League officials, as well as representatives of the NFL players association, who track sales for royalty purposes, regard specific sales numbers as state secrets. But a league official confirmed that Favre's jersey is the No. 1-selling jersey of all time.
At the Packers Pro Shop at Lambeau Field, team officials say that dating back to April 2005, a relatively short time span, approximately 51,500 Favre jerseys have been sold at the store. And that's just at one location.
Not surprisingly, Favre's stellar performance this year has sparked even more sales nationwide, according to league officials and Reebok, the sole manufacturer of licensed NFL jerseys.
"Favre is the Pied Piper of licensed apparel," said Reebok's Eddie White.
White says Favre currently represents 3 percent of all NFL jerseys sold and ranks second behind Peyton Manning of the Indianapolis Colts in overall sales. Last year, he was responsible for 1.3 percent of all jerseys sold.
Overall, the Packers are eighth-best in terms of jerseys sold this year. But that's a huge jump from last year, when team jerseys sold ranked 13th in the league.
"Favre, of course, is first among all Packers with a whopping 64 percent of all Packer jerseys sold," said White.
Bob Harlan, the team's chairman who has been with Favre since he played his first game for the Packers in September 1992, says there are three reasons why the Favre jersey is the green and gold standard for Packers fans across the country.
"His longevity is a factor," Harlan said. "There is also his colorful personality. The fans are drawn to him because of the way he plays. And third, it's little Green Bay against the world. And Brett is our leader."
Harlan noted that the franchise has not changed the look of the Packers jerseys much in the years Favre has been with the team. Harlan said that during the Ron Wolf era there was talk of changing the appearance of the jersey, but the team stood pat.
"Thank heavens we didn't change," Harlan said.
Jim Tjader, a co-owner of the Fan Fair stores chain, said sales of Packers merchandise were brisk this season.
"Anything related to Brett Favre," Tjader said. "It's a national thing. There are a lot of displaced Packer fans."
Tjader said his company's store in Denver, for example, was asking for more Favre merchandise.

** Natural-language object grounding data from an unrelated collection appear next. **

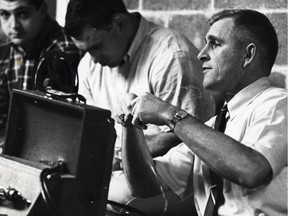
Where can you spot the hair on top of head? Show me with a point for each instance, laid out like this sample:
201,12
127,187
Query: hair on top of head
96,13
36,3
256,26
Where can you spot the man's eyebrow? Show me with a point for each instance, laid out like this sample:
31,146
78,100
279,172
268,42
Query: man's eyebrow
213,38
15,10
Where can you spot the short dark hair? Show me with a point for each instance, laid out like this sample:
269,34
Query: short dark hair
36,3
96,13
255,26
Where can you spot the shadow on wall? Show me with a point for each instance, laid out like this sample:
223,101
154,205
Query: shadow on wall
2,36
278,80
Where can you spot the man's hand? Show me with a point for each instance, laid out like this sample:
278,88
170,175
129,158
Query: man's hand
151,109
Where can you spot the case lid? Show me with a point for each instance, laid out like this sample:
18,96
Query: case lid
45,130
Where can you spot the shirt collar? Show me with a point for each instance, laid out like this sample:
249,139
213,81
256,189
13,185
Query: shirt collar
246,96
139,37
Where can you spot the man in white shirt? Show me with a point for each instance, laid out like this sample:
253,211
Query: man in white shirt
250,157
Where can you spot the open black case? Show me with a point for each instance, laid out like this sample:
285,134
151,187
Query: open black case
74,140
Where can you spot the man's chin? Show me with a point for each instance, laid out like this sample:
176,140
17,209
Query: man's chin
18,41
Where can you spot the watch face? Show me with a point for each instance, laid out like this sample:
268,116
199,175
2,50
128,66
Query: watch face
179,115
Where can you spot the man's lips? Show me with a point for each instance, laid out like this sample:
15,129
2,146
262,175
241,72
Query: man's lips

"Manufacturers are trying to keep up," he said.
At the Packers Pro Shop, Kate Hogan, director of retail sales, noticed this year that more women were buying Favre jerseys. This year's sales are running about 50-50, male and female, she said.
Harlan said the increase in sales among women is likely due to Favre's wife, Deanna. Ever since her battle with breast cancer, the sale of pink Favre jerseys have been a big success.
The sale of athletic jerseys and all sports-related apparel is big business in this country and Canada. Mike May, a spokesman for the Sporting Goods Manufacturers Association, said the NFL sold US$3.15 billion worth of licensed merchandise in 2005, the last year information was available.
"The NFL is leading the way on all sports licensed merchandise," May said.
Should the Packers make a long playoff run, there will be even more Favre jerseys around Wisconsin and the nation.
"The NFL is the king of the road in licensed sports merchandise," May said. "And the Packers are one of the league's sentimental teams. Even the people who have a Brett Favre jersey that they bought years ago are bringing it out of the closet now."
Sports stars, like fads, come and go.